From wooden spirit levels to old jackhammers, hoes and wedges, these tools reflect the hands-on construction techniques of the past. A sickle without a handle isn’t necessarily broken. It would have been hung on a hook on the wall and used to cut hay, Busuttil demonstrates, recounting the many times he cut his hands on it before school.

Weighing scales for newborn babies, his own great grandfather’s sandals, made from car tyres, and the pitchforks he used as a child to pull out potatoes transport visitors to a rural life of the past.
Local farming has only “a few years left’
Visitors step inside a fully equipped kitchen for a taste of old coffee grinders, meat mincers and a ‘cauldron’ his mother used to boil clothes, while a wheat grinder shows the little pinch of flour that would come out of so much hard work, again highlighting the “suffering of the past”. The museum also includes a tomb, dug out by Busuttil to represent the many found under properties in Rabat.
Fearing local farming has only “a few years left”, he believes that today’s youths do not want to suffer as their forefathers did. “My son tells me: Go to the fields, baħnan (idiot)’,” Busuttil says with a smile. “They know they can get an easier job earning more, while the farmer, on the other hand, is always robbed. The minute he plants something, if he does not water it, it will be stolen by the ants the very next day!”
But nothing beats fresh, local produce, he believes, singing the praises of the local bambinella he has just sowed and wondering what would happen if ever fruit and vegetable supplies did not make it to Malta for a couple of weeks. “We have nothing in store!”
Landowners are choosing to take back their fields and sell them at astronomical costs for recreational purposes, pricing out potential young farmers, who could never afford a tumolo at €100,000, Busuttil says. “Today, the wealthy buy a field, build a room and have a barbecue.”
Busuttil owns his own field, but he is well aware of the threats to this dying industry, which explains his efforts to preserve it through the museum. Looking around, he is most proud of the arches he built by hand, as well as the tunnel of water he dug out, pointing to the channel hewn in the rocks, which flows through to a reservoir. The centrepiece, however, is a 150-year-old water mill, fully restored and operational. Powered by a mule, it draws water from a borehole to irrigate the surrounding fields.

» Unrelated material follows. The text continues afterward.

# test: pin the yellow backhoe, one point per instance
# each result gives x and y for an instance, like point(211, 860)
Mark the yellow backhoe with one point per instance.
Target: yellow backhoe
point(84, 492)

Tax-Xierfa, a labour of love and a “hobby” – Busuttil found working on it at night, after a day’s work, relaxing – opened just over two months ago and, finally, he can say he is fully satisfied. “Whenever he wants, he can take me.”

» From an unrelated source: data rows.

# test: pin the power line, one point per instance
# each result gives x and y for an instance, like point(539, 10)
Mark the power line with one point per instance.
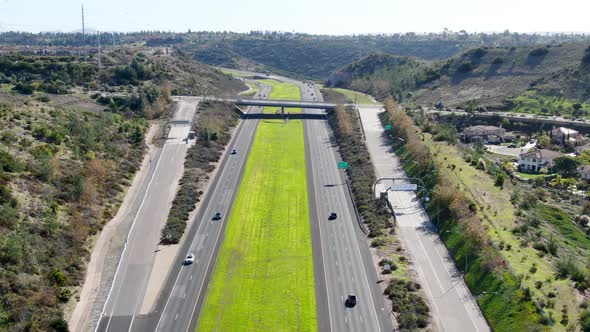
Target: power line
point(83, 33)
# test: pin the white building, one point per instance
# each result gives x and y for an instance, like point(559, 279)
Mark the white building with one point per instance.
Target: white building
point(563, 135)
point(535, 160)
point(584, 171)
point(483, 134)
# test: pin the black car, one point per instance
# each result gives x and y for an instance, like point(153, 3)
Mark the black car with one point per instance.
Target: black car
point(350, 301)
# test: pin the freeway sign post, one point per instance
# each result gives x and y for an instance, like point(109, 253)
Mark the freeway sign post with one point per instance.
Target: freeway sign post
point(404, 187)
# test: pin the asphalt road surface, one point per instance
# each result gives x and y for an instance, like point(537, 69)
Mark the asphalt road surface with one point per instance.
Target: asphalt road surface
point(135, 265)
point(453, 307)
point(346, 263)
point(186, 287)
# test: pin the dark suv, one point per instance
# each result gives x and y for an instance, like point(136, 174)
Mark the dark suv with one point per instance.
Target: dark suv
point(350, 301)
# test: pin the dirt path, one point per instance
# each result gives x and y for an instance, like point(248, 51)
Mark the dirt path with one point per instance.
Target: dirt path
point(91, 290)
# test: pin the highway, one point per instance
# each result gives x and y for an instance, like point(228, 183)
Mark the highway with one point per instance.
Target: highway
point(453, 307)
point(180, 302)
point(343, 258)
point(135, 265)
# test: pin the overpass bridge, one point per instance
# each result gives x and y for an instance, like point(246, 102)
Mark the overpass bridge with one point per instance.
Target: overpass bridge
point(277, 103)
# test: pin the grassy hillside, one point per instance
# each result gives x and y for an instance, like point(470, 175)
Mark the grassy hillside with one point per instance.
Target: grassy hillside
point(67, 154)
point(124, 70)
point(296, 54)
point(483, 75)
point(62, 175)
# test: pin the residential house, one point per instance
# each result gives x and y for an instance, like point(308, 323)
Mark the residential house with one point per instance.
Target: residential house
point(564, 136)
point(535, 160)
point(486, 134)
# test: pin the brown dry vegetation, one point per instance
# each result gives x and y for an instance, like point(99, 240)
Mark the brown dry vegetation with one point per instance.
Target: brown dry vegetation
point(464, 233)
point(63, 173)
point(411, 309)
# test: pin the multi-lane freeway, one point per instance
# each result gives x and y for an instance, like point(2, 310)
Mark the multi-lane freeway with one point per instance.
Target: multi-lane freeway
point(343, 250)
point(135, 265)
point(453, 306)
point(182, 297)
point(342, 262)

But not quite… The farmer has plenty of plans in the pipeline for the museum. Among his ideas are a recreation area next door for students to be able to enjoy hands-on agricultural activities once it joins the government education programme, Let’s Talk Farming, in October, which will see schools visiting regularly.
“Children know nothing about local farming,” he said about Tax-Xierfa’s educational aims.

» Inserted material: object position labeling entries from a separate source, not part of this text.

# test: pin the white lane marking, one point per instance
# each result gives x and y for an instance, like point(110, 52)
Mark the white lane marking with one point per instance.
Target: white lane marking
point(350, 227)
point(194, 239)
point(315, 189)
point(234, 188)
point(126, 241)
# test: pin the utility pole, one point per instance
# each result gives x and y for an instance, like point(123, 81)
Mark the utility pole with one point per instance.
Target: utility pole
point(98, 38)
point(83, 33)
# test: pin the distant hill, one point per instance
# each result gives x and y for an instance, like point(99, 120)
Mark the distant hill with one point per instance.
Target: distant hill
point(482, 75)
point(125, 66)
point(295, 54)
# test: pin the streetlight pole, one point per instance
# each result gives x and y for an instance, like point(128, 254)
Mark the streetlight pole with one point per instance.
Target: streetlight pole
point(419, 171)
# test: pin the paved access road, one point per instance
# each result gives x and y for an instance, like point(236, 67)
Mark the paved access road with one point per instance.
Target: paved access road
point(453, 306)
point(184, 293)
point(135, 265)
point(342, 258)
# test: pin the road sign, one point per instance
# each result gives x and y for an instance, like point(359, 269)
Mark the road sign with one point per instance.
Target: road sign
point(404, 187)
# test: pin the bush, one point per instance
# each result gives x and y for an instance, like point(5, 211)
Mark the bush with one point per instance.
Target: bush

So far, local councils are bringing over groups, while elderly from day care centres are also visiting, although it is early days to be flooded by tourists.
But Busuttil is gearing up for that too. He is also planning on buying a wartime Jeep to take visitors on a tour of his fields in Wied Liemu, where they can stop for a glass of his homemade Ġellewża wine, produced using old grape-crushing machinery by manually turning a wheel, the likes of which are also on display – 100 years later.

“These are luxuries compared to the time we would crush the grapes with our feet,” he recalls, looking at his large glass containers of the semi-rosé, sitting in a cave-like ambience.
The farmer will also break open a piece of piping-hot Maltese bread, scoop it out and stuff it with ġbejniet and whatever has been made under the sun. “This is, after all, what tourists want to experience,” he says about the authenticity of the tour. “Not the skyscrapers that now block it out!”